Information Criteria

table1 <- htmlreg(list(m1, m2, m3), doctype= FALSE)

pander(table1)
Statistical models
Model 1 Model 2 Model 3
(Intercept) 3.10*** 3.01*** 12.65
(0.03) (0.09) (41.66)
AgencyMetro-North Railroad -0.18*** 0.22*** 0.22***
(0.05) (0.05) (0.05)
AgencyNYC Buses -0.01 1.23*** 1.23***
(0.03) (0.04) (0.04)
AgencySubways 0.38*** 0.42*** 0.43***
(0.04) (0.04) (0.04)
Subject.MatterCommendation -20.80 -20.79
(1097.25) (1097.13)
Subject.MatterComplaint 14.33 14.25
(3956.18) (3956.18)
Subject.MatterConstruction / Capital Projects 14.13 14.15
(144.08) (144.07)
Subject.MatterCustomer 14.04 14.05
(53.78) (53.78)
Subject.MatterEmployees -1.67*** -1.66***
(0.08) (0.08)
Subject.MatterFerry Service - Hudson River 14.33 14.33
(1398.72) (1398.55)
Subject.MatterMetroCard/Tickets/E-Zpass & Tolls 1.21*** 1.21***
(0.19) (0.19)
Subject.MatterMTA Agency Cars / Trucks 0.45 0.46
(0.51) (0.51)
Subject.MatterPolicies, Rules & Regulations 0.26* 0.27*
(0.12) (0.12)
Subject.MatterPublic Hearing -1.80*** -1.81***
(0.43) (0.43)
Subject.MatterReasonable Modification 13.97 13.98
(643.30) (643.18)
Subject.MatterSchedules / Reservations 0.24 0.24
(0.13) (0.13)
Subject.MatterStation /Bus Stop /Facility /Structure 1.75*** 1.76***
(0.10) (0.10)
Subject.MatterTelephone / Website / Mobile Apps 0.96*** 0.96***
(0.14) (0.14)
Subject.MatterTrains 1.23*** 1.24***
(0.11) (0.11)
Subject.MatterTravel Disruption / Trip Problem 2.76*** 2.76***
(0.13) (0.13)
Year -0.00
(0.02)
Quarter 8.26
(13.83)
Year:Quarter -0.00
(0.01)
AIC 91266.63 76175.67 76170.16
BIC 91308.73 76386.21 76412.28
Log Likelihood -45629.31 -38067.84 -38062.08
Deviance 91258.63 76135.67 76124.16
Num. obs. 275670 275670 275670
p < 0.001, p < 0.01, p < 0.05

ANOVA

anova(m1, m2, m3, test = "Chisq")

Based on the Pander table and ANOVA (likelihood ratio test), Model 3 is the best fit model. Model 3 as the lowest AIC score (76270.16) and lowest residual deviance (76124.16).

Plotting

visreg(m3,"Quarter", by = "Year", scale="response")

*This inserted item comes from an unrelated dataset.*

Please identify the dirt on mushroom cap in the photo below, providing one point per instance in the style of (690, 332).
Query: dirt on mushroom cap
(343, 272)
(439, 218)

This shows that as the Quarters increase in a year, the the odds of a complaint increase as well. This also shows that as the years increase, the odds of a complaint decreases. This is in line with the interpretation for Model 3.

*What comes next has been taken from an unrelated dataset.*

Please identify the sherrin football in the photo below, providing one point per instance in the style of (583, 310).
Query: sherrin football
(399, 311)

visreg(m3,"Year", by = "Agency", scale="response")

This shows that odds of a complaint is more likely with NYC Buses, then Subways, then Metro-North Railroad, and finally Long Island Railroad. Just like the previous graph, the odds of a complaint decreases by the year.

Conclusion

In conclusion, the odds of a complaint by MTA customers increaes more with NYC Buses and Subways than Metr-North Railroad and Long Island Railroad.

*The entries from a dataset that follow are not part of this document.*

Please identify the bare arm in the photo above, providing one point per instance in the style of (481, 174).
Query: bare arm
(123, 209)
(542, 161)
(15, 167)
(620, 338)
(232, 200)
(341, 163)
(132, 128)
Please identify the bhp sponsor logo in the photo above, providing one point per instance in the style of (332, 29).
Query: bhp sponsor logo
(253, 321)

Furthmore, the odds of a complaint increases if the Subject Matter is Complaint, Construction/Capital Projects, Customers, Reasonable Modification, Travel Distruption/Trip Problems, and others (see Model 3). The odds decreaes for Subject Matter Employees and Public Hearing.

Finally, the odds of a complaint decreases for each year from 2014-2018, increases by Quarter from 1-4. THe interaction between the two variables show that the odds of a complaint decreases, however it is not significant.